Hi Eric,


Please see inline below with [Lucy1] and green text.



-----Original Message-----
From: Eric C Rosen [mailto:ero...@juniper.net]
Sent: Wednesday, September 02, 2015 9:59 AM
To: Lucy yong; Jeffrey (Zhaohui) Zhang; draft-ietf-bess...@tools.ietf.org
Cc: bess@ietf.org
Subject: Re: [bess] comment on draft-ietf-bess-ir



Hi Lucy,



It is certainly true that the BGP route distribution mechanism is not optimal 
for multicast signaling.  The advantages and disadvantages of using BGP for 
multicast signaling were discussed extensively in the WG when RFCs 6513 and 
6514 were being written.  But the entire mechanism is built around the standard 
BGP route distribution procedures, and one has to be very cautious about making 
changes.

[Lucy1] I did not work on the subject by then and am not aware of these 
discussions. With these already published RFC, changes need to be cautious.

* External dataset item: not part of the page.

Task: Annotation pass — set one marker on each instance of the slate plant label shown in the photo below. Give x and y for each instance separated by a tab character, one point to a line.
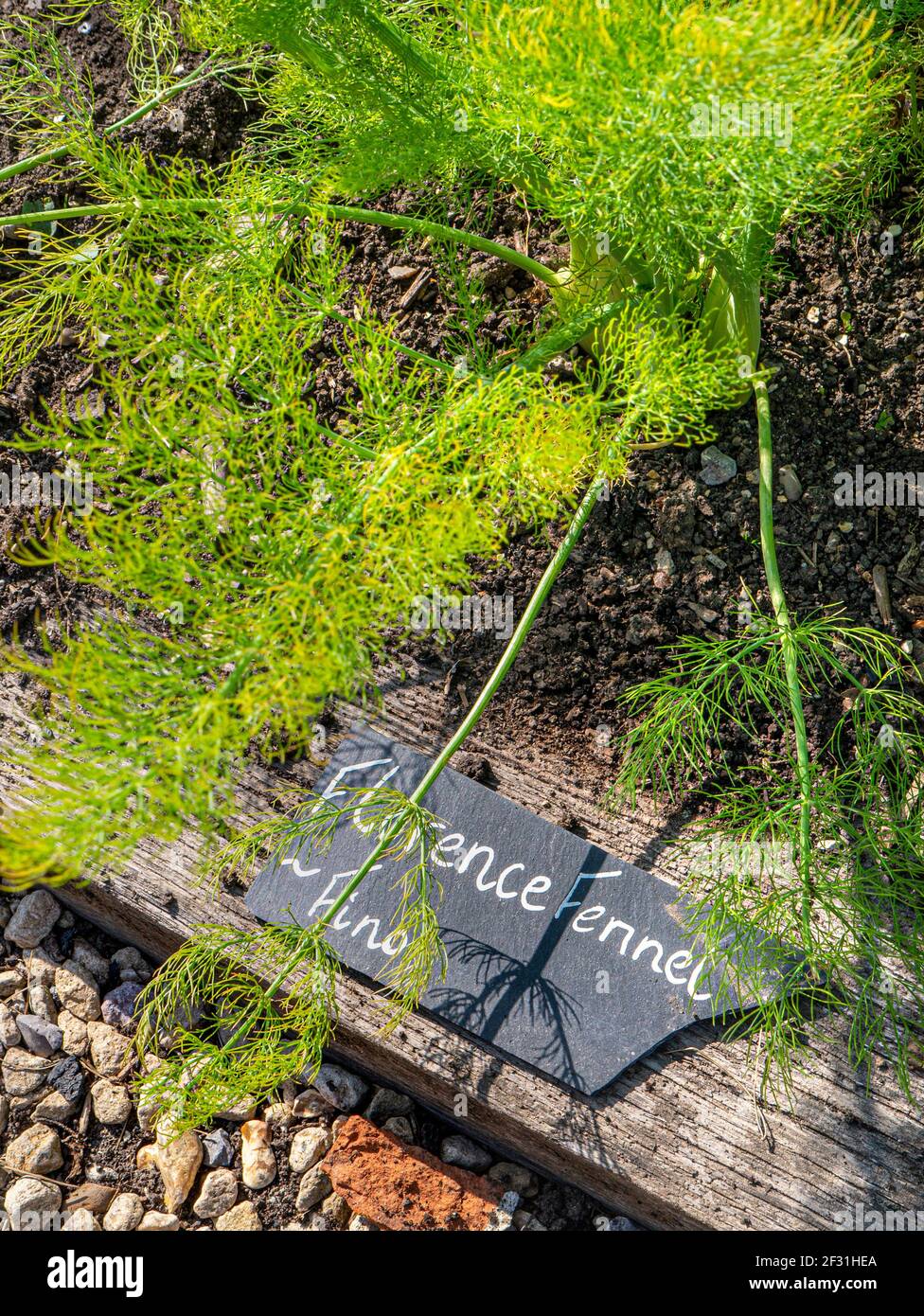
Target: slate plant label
560	954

But 
if there is an issue when using it, the enhancement is necessary.



> [Lucy] What you say is that, in BGP distribution mechanism, BGP  > (child 
> here) chooses the bestpath (i.e. parent here) for a particular  > NLRI, then 
> distributes the NLRI to all BGP peers (including the  > parent node).



Right.  But ...



One thing you have to remember is that the child might not have a BGP session 
directly with the parent.  For instance, one can have a deployment where 
ingress replication is used in a non-segmented manner, such that the ingress PE 
makes a copy for each egress PE.  In this case, when an egress PE originates a 
Leaf A-D route, the RT will identify the ingress PE.  But ingress and egress 
PEs generally don't have BGP sessions to each other.  In many deployments, the 
ingress and egress PEs are clients of a route reflector; the egress PE sends 
the Leaf A-D route to the RR, and the RR redistributes it to the ingress PE.  
In other deployments, the Leaf A-D route from a given egress PE may have to 
travel over several BGP sessions before it reaches the ingress PE.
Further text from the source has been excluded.